American writer Gore Vidal used to advise ambitious young men they should never miss an opportunity to have sex or appear on television. Perhaps he worked on the theory that the latter increased your chances of the former.
If so, he was probably right since television's ability to transform unremarkable individuals into celebrities is increasingly more evident. The print media's eagerness to assist in this process may well bemuse cultural historians in the not too distant future.
As a society we seem increasingly inclined to the view that if you're not on TV, you're not part of the conversation. Which brings us to John Campbell.
As one of the dying breed who gets the bulk of their information, enlightenment and entertainment from the printed word, I'm intrigued by the furore over the prospect of Campbell's employer deciding to dispense with his services.
While there appear to be valid commercial considerations at play - according to media watcher Regan Cunliffe, Campbell's audience has dropped from 382,000 to 191,000 in the past 18 months, although there's been a bit of a rebound since he was designated a cultural treasure/endangered species - a conspiracy theory is abroad: the Government wants him gone.

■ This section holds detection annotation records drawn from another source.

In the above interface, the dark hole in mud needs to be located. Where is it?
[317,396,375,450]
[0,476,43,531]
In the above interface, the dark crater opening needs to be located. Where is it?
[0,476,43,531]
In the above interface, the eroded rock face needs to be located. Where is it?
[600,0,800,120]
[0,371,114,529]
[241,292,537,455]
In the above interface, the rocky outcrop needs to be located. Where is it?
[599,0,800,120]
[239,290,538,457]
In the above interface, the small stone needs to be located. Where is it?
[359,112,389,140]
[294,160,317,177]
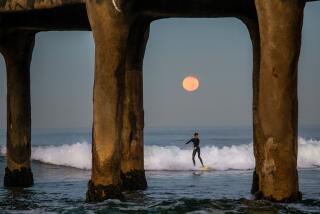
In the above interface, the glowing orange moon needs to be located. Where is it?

Each week Herald columnist Dr Bryce Edwards trawls the blogosphere so we don't have to. It's a dirty job but someone has to do it. This week he sampled various commentators who suspect or believe the anti-Campbell campaign is about silencing "a thorn in the side of the current Government". Or, to put it rather more hysterically, a "diabolically motivated mash-up of trash TV and right-wing sabotage".
The supporting evidence is that, first, MediaWorks boss Mark Weldon, who used to run the New Zealand Stock Exchange, has a relationship with John Key. The precise nature and extent of that relationship hasn't been spelled out.

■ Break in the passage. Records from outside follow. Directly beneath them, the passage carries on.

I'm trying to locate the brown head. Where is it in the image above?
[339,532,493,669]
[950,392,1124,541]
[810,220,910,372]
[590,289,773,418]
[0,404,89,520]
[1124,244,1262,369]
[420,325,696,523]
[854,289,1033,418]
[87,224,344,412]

Then there's what Edwards describes as "the most damning evidence of National's glee": a Facebook post, since withdrawn, by National MP Todd Barclay declaring that only Labour MPs were "scrambling to save" Campbell Live.
There are several reasons for thinking Barclay's post doesn't prove anything beyond that he's got some growing up to do:
Before becoming an MP at the last election he was a tobacco lobbyist.

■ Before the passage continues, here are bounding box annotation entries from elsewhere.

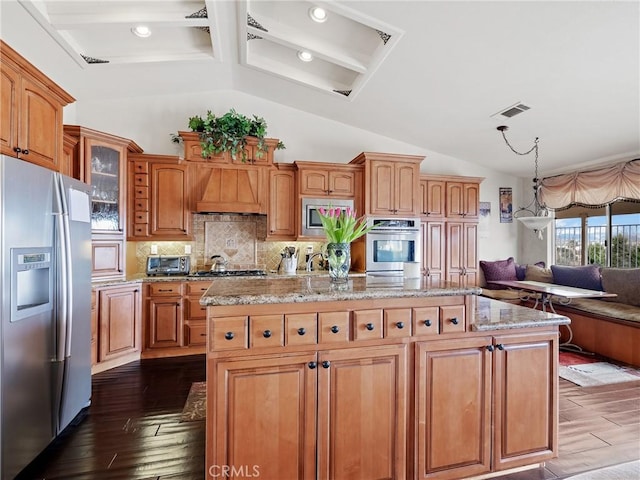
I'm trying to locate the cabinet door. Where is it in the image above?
[84,137,125,234]
[147,297,184,348]
[415,337,491,479]
[318,345,408,480]
[0,63,21,157]
[206,353,318,480]
[267,169,296,239]
[420,222,446,286]
[98,286,140,362]
[18,77,62,171]
[149,163,190,238]
[393,163,418,216]
[493,333,558,470]
[370,161,395,215]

If you're part of a conspiracy to silence a fearless champion of the truth, you're probably not going to chortle about it on Facebook.
And if little Toddy is part of said conspiracy, it must be a bloody big one so why isn't there more evidence of it?
In his gauche way, Barclay has a point: there is an ideological dimension to this. If Campbell was studiously apolitical or unapologetically conservative, would he be getting the same level of support from the same people?
In a wider sense, this is a continuation of the long-running debate between those who see the media as the fourth estate, an unofficial institution with a responsibility to "keep the bastards honest", and those who see it as just another commercial enterprise. In fact it's both, hence the constant tension between journalistic and commercial imperatives.
Former Herald editor, academic and media researcher Gavin Ellis argues that "if broadcasters won't voluntarily meet civic responsibility then maybe we need to look at some form of regulation to require them to provide good, competent, professional news and current affairs".
But what if the public prefers the escapist dross on another channel: wouldn't that amount to the Government forcing a private company to persist with loss-making programming? How would the directors square that with their responsibility to their shareholders?
Others like broadcaster-turned-media consultant Brian Edwards advocate the return of a public - ie, taxpayer-funded - broadcaster although, if recent British and Australian experience is anything to go by, public broadcasters are invariably accused of left-wing bias and subjected to political interference.
The moral of the story would seem to be that, whichever system you adopt, the Government will be part of the problem and part of the solution.